Barilaro previously took a four-week mental health break after ten days of intense criticism surrounding the state’s Koala protection program which resulted in #KoalaKiller trending for over a week. The incident caused significant division between the Liberals and Nationals, with Berejiklian insisting that she would swear in a new ministry if members of the National Party did not back down.
Senior Liberals were widely reported to have called the incident ‘an act of political bastardry’, but in this case, Barilaro had the support of regional New South Wales. No one sought to replace Barilaro during his leave.
Barilaro will also be remembered for seeking to cancel the Sydney New Year’s Eve fireworks to ‘respect’ regional New South Wales and the Rural Fire Service during the 2019 bushfire crisis.
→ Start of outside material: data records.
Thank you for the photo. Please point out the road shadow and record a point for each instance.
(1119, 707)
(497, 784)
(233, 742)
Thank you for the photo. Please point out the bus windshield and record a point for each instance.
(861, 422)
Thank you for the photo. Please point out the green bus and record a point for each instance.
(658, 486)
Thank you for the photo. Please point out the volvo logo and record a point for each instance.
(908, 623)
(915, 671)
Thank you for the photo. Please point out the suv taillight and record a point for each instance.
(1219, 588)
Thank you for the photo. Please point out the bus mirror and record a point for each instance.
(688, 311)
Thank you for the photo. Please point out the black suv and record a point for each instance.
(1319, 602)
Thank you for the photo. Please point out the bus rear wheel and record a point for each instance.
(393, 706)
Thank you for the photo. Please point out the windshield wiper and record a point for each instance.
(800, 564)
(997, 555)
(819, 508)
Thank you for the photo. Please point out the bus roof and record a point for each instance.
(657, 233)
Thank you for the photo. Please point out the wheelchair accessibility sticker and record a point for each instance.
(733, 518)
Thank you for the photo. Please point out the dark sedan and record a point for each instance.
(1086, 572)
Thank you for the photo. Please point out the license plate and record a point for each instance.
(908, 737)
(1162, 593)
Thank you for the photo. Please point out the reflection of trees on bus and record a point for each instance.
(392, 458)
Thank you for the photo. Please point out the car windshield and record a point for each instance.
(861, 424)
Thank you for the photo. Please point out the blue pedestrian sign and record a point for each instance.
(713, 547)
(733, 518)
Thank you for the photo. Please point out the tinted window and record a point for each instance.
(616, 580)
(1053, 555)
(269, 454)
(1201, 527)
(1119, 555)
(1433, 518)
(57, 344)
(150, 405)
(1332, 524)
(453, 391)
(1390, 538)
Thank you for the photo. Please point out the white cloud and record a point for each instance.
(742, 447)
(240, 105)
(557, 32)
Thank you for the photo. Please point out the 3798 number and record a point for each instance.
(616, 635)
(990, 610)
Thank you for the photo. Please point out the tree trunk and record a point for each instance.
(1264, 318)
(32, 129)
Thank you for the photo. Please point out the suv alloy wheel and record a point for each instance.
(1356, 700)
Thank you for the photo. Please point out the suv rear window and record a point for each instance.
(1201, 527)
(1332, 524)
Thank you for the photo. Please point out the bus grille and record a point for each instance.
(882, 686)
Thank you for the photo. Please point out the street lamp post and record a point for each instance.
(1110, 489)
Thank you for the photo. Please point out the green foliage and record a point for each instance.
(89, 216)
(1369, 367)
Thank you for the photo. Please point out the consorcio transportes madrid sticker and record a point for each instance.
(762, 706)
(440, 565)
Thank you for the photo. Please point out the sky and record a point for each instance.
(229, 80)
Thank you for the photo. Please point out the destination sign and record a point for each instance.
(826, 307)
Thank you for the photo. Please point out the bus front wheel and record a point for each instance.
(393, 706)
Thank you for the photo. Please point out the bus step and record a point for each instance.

The suggestion caused outrage among those communities, who look forward to the fireworks. The decision was quickly overruled.
“Let’s not have two classes of citizens,” Barilaro said at the time.
He tried again in 2020, arguing that it was too risky to draw people down to the harbour in the middle of a pandemic.
“How can you attract one million people to the harbour shores and do it in a safe way?” Barilaro told Nine’s Today program.
The 2020 New Year’s Eve fireworks eventually went ahead with the show reduced to one seven-minute display which people were told to watch from home.
The most difficult test of Barilaro’s deputy premiership has been the Covid pandemic and its associated health orders.
Barilaro has faced opposition from his voter base after comments were made in early September that businesses who refuse to enforce vaccine passports or chose to employ staff that were not double-jabbed would be subject to ‘significant fines’.
In Barilaro’s heartland of regional New South Wales, the response was critical. Shopkeepers in country areas exist in tight-knit communities and did not wish to turn away their friends and family. An online movement of businesses that refuse to discriminate based on vaccine passports quickly popped up on Facebook.
Barilaro also refrained from making a comment to the press when his daughter was fined a thousand dollars for breaking Covid public health orders in July of 2021.
“Private citizens are entitled to their privacy —there is nothing here in relation to the public, so I have no comment to make. I’ll leave it at that, let’s move onto questions in relation to the pandemic,” said Barilaro to Sky News.
The New South Wales roadmap out of Covid for regional areas – also know as the ‘Blueprint for Freedom’ – was announced by Barilaro. By September 27, travel between metropolitan areas and regional areas had already been pushed back from 70% vaccination to 80%.
“This about giving the ones that have gone and got vaccinated the opportunity to have a level of freedom … we’ve got to reboot the economy and this is the safest way. If they don’t want to do it that’s fine, you might have to wait another three to four weeks after that when we get to 80% and above,” said Barilaro to 2GB.
“I apologise for that but it will only be a three to four weeks of short inconvenience. According to the national road map and to the Doherty Institute report, we’ll go and then lift further restriction including for the unvaccinated.”
Barilaro’s promise, which came in the wake of community anger, was quickly rebuffed by Berejiklian who said, “I don’t want people to think they can sit back and let everybody else do the hard work (getting vaccinated).”
The roadmap that was eventually formalised by the state has freedom for all, including the unvaccinated, returned on December 1.
With Gladys Berejiklian and John Barilaro gone, the question now shifts to whether assumed leader Dominic Perrottet will loosen restrictions and make good on his promise not to enforce medical apartheid in New South Wales.
Perrottet has said that once everyone in New South Wales has been offered the Covid vaccine, the state should open for everyone, regardless of vaccine status.
“I want to see more unity and not a two-tiered society. It’s not the government’s role to provide freedom,” said Perrottet to 2GB.
If that is the case, people may see their freedoms restored much sooner.